Machine learning Flashcards
What is machine learning?
Computer system or software learns by itself by developing models and training them to predict future outputs
What is supervised learning?
Infers a function from labelled training data
What is unsupervised learning?
Infers a function from unlabelled data
What is reinforcement learning?
Learns over time via trial and error using feedback
- Award from actions
Give some examples of supervised learning
- Linear regression
- Decision tree
- Artificial neural networks
Give some examples of unsupervised learning
- Clustering
- Association rules
What is top-down machine learning?
Model different functions and wire them together
- Deduction
What is bottom up machine learning
Give the system lots of data so it can discover the concepts by itself
- Induction
How does supervised learning work?
- Data pre-processing
- Partition data into training and testing
- Train model
How does unsupervised learning work?
- Data pre-processing
- Clustering or association technique
How does clustering work?
- Choose number of clusters K
- Initialise K cluster centroids randomly
Repeat steps 3 and 4 - Assign each data point to the nearest cluster
- Update centroids by computing the mean of all the data points assigned
- Output final cluster assignments and centroids
How does association work?
- Discover correlation between two or more variables
- Produce dependancy rules to predict occurrence of x with y
What are the three pillars that machine learning is built from
- Models and algorithms
- Powerful and cheap computation
- Massive data warehouses
What is data mining?
The exploration and analysis of large quantities of data to discover valid, novel, useful and understandable patterns in data
What is the difference between machine learning and data mining?

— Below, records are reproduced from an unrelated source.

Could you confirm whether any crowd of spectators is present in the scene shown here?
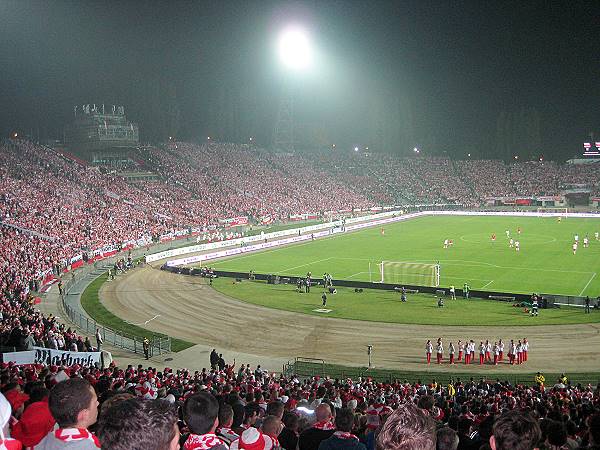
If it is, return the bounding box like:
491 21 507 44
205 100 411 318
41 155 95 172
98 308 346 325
0 141 600 450
0 362 600 450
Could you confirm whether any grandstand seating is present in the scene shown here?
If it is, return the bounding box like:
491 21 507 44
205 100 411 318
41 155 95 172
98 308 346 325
0 140 600 450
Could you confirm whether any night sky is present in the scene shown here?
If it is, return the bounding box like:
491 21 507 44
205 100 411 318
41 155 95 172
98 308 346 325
0 0 600 159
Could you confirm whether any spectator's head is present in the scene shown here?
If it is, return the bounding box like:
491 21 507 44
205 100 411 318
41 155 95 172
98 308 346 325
267 400 285 419
244 402 261 426
48 378 98 428
219 403 233 428
377 403 436 450
260 416 283 437
0 394 11 440
335 408 354 433
183 392 219 434
490 411 542 450
283 411 299 431
588 413 600 446
419 395 433 411
98 398 179 450
315 403 333 422
546 420 567 448
436 427 458 450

- Machine learning predicts using models
- Data mining explains patterns
What is regression?
A relationship between variable Y and variable X
How do we describe a linear regression model?
An underfitted model
A good model
An overfitted model
What is meant by underfitting a model?
A model which doesn’t caputre any logic
- High loss
- Low accuracy
What is meant by a good model?
Caputres the underlying logic of the dataset
- low loss
- high accuracy
What is meant by an overfitted model?
Caputures all the noise, so “misses the point”. Over complex with lots of parameters
- low loss
- low accuracy
How may overfitting occur?
Training data size is too small
-> take more samples (could use deeplearning GANs to do this)
How may underfitting occur?
Model is too simple, too little parameters
-> more training time or input features
What are the advantages of regression?
- Short training time
- Easy to interpret
- Easy to implement
What are the disadvantages of regression?
- Sensitive to noise and outliers (overfitting)
- Cannot handle complicated relationships (linear only)